Hair for Hope aims to raise $1.5m for kids with cancer in virtual comeback, Singapore News & Top Stories

Assistant microbiologist Thangavelu Latha has not kept her hair long since her son was diagnosed with Ewing sarcoma in 2019.

She and her husband have been shaving their heads to show 14-year-old Ron, who has completed treatment for the cancer in his lungs, that being bald is nothing to be ashamed of.

“When my son found out he had cancer, he wanted to keep his hair until the last strand. So we shaved first, and after that he agreed to do so,” said Madam Latha, 42.

She is among several participants who helped to launch this year’s Hair for Hope campaign yesterday by going bald.

The annual fund-raiser of the Children’s Cancer Foundation (CCF) is taking place in a virtual format for the first time in its 18-year history. It took a break last year because of the Covid-19 pandemic.

It aims to raise $1.5 million this year to help children with cancer, as well as their families, by getting 1,500 people to shave their heads, raise awareness and bring in donations.

In a more normal year, the event can draw more than 5,000 participants and cover about 40 per cent of CCF’s total expenses. In 2019, it raised a record $4.78 million.

There will be no public head-shaving events this year, so Hair for Hope participants across all categories have to make their own arrangements to shave their heads.

They can also visit 11 Hair for Hope partner salons to do so, and enjoy a 20 per cent discount.

Donations to CCF will also take place online. The campaign runs until June 30, with some activities live-streamed on social media.

More than 150 children and young adults are diagnosed with cancer each year in Singapore.

CCF chairman Ho Cheng Huat said at the Hair for Hope launch: “When children lose their hair, some get laughed at, some receive bullying remarks simply because they look different. Such actions affect their self-esteem… Everyone who shaves shows support.”

Terry Goh, 12, parted with his hair at yesterday’s event at the Kong Meng San Phor Kark See Monastery. He was diagnosed with Burkitt lymphoma when he was seven and is now in remission.

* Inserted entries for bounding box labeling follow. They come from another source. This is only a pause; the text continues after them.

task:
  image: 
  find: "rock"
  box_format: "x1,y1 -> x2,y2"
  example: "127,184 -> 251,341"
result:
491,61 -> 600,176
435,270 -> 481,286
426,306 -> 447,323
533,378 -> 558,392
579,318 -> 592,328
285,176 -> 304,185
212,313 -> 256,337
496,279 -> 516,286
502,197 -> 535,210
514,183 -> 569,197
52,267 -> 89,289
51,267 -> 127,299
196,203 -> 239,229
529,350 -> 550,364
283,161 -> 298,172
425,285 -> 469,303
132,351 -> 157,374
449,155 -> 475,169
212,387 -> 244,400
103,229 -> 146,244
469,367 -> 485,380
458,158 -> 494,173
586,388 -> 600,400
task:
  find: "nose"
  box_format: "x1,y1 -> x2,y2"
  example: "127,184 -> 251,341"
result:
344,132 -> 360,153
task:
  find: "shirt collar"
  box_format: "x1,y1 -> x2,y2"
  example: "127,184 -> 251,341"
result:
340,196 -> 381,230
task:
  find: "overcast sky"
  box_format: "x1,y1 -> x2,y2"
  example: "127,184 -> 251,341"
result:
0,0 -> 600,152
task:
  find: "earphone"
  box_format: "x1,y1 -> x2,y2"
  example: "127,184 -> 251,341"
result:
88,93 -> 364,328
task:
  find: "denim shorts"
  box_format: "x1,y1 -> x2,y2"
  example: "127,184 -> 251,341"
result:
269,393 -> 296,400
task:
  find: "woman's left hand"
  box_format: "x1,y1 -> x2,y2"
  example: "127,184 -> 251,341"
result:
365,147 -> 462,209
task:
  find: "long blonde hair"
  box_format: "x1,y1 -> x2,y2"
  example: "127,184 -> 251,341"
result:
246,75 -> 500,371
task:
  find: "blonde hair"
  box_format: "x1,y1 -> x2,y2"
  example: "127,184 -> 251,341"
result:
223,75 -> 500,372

“I want to help people who have cancer to not be afraid of being laughed at by others,” said the Tao Nan School pupil.

Going bald with Terry at the event were Madam Latha and the monastery’s unit manager Pua Luck Kheng, 49.

CCF has supported beneficiaries like Terry and Ron through initiatives such as counselling, financial assistance and lessons at its Place for Academic Learning and Support to help them catch up with their schoolwork.

Said Transport Minister Ong Ye Kung, who, as the guest of honour, shaved Terry’s head: “I cannot imagine what the children are going through and how they feel.

“All I can say is that they are so brave, and I admire their resilience and courage. We can all do our part – big or small – to show our support for them.”